Perhaps Vilma is trying to smoke out those who told the story. Maybe he’s in denial about his guilt. Maybe, just maybe, he thinks Goodell will be intimidated. He did tweet “maybe this will get some people attention.”
Unfortunately, there probably isn’t a positive result for Vilma here. It’s his lawsuit. Multiple people are going to have to take the stand, under oath, and tell their story about him. The league says that between 22 and 27 players were involved in the program. Right now, we only know four of them. Vilma’s lawsuit, if it moves forward, will reveal all of those guys. They’ll be unhappy with him, as will the guys who participated in interviews but don’t want it known. And, of course, Goodell isn’t going to be too happy with Vilma, either.

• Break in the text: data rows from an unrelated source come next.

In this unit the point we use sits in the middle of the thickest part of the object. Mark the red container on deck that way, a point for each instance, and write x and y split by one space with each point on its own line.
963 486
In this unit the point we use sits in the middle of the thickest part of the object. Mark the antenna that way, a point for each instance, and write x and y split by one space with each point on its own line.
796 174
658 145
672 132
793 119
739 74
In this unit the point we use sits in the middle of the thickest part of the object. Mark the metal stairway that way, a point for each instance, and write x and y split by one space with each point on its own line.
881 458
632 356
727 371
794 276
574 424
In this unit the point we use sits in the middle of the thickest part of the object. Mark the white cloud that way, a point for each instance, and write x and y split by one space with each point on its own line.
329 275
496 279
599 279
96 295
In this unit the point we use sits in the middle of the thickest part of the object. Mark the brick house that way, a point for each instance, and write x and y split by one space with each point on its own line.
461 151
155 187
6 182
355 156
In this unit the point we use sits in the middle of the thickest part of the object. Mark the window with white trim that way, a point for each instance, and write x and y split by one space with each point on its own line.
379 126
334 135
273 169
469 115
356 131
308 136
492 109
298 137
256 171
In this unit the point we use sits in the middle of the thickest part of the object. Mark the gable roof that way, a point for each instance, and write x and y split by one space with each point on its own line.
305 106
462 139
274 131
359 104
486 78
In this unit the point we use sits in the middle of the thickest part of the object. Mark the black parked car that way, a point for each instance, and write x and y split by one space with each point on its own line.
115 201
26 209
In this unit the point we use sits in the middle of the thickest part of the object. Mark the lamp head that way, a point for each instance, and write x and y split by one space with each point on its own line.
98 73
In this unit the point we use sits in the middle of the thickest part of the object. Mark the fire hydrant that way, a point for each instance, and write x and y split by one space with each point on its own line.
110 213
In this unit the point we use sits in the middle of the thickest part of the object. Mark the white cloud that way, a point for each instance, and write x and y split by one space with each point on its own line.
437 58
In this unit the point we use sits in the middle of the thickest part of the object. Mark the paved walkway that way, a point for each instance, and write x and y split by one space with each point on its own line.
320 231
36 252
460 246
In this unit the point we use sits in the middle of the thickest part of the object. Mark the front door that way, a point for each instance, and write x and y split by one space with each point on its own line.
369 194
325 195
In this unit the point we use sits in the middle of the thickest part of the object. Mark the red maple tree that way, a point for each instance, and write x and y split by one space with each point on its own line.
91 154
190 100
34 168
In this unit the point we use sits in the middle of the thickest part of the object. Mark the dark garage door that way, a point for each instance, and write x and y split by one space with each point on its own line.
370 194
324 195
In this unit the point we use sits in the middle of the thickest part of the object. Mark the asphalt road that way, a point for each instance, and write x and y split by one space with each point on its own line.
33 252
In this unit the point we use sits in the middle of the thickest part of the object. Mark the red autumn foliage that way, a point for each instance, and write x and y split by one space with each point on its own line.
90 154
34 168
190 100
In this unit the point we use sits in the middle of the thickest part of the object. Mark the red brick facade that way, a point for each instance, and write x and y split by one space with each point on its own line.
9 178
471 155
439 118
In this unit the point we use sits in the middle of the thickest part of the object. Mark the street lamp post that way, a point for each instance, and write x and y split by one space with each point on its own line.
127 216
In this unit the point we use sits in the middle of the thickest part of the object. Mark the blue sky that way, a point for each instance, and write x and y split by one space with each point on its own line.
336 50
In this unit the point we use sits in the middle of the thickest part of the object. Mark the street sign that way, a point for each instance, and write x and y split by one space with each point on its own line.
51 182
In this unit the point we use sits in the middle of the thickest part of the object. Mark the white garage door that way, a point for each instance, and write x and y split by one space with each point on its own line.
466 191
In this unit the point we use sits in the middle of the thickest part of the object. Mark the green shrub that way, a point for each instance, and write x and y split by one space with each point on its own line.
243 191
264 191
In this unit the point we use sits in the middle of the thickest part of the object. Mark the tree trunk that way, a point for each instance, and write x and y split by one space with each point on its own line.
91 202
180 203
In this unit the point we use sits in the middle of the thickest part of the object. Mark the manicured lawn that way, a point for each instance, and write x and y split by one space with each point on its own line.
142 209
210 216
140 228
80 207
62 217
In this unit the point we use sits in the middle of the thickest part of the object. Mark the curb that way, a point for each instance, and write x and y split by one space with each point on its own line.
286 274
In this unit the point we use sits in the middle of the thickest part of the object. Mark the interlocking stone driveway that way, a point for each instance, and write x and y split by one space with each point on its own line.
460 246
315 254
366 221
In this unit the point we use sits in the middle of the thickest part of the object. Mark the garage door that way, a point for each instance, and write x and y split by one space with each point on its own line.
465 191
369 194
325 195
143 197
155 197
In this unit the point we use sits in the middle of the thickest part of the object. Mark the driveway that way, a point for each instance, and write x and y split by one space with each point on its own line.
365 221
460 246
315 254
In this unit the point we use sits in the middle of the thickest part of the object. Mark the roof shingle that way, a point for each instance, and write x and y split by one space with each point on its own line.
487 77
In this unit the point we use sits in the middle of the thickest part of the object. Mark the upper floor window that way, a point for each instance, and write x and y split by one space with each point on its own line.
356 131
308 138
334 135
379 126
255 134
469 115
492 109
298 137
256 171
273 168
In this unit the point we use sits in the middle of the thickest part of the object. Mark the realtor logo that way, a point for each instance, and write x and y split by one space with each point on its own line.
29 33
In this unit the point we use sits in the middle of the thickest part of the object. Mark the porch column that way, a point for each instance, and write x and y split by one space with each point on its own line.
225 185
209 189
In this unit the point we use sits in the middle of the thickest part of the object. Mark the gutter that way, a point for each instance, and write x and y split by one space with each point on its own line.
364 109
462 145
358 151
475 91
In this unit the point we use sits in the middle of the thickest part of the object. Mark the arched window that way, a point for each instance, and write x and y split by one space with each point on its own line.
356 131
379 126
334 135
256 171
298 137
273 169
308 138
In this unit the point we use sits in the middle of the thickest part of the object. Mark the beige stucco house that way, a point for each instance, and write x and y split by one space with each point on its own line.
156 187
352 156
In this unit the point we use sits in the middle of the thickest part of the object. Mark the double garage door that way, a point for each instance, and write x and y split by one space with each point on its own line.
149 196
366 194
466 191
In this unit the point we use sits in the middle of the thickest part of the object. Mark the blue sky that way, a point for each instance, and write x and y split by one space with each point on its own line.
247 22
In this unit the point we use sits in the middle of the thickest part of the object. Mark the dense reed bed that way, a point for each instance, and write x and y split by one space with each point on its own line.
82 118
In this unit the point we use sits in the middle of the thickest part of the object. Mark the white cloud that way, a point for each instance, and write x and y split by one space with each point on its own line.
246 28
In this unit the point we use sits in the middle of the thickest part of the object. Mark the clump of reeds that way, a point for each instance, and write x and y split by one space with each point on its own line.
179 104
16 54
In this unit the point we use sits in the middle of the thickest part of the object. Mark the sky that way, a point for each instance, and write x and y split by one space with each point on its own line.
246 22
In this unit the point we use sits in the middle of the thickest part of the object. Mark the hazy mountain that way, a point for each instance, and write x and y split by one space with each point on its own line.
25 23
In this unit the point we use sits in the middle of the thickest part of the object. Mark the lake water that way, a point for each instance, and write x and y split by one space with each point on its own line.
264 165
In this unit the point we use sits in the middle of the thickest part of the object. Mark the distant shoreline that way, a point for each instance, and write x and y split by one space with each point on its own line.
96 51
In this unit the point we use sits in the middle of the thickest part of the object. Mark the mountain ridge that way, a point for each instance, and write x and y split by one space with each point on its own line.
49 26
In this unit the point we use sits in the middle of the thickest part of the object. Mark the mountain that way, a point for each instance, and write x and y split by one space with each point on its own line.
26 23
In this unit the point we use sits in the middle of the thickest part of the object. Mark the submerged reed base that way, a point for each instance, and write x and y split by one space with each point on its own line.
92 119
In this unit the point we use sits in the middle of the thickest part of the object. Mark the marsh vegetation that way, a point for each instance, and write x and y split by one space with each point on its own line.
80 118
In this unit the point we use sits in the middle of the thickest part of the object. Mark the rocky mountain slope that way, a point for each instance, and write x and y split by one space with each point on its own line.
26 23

If he’s right, this is one of the greatest conspiracies of all time. The league went to the trouble to interview lots of people, and has a 50,000-page report. Roger Goodell may be a lot of things, but dumb isn’t one of them. If he was duped into thinking this happened – and it didn’t – this will be the NFL’s story of the year. And it’s going to take a looooong time to traverse the federal court system.
Vilma must think his career is over because of this suspension. Because if he has any thoughts of playing again, that possibility will go out the window as soon as a witness is called in this case.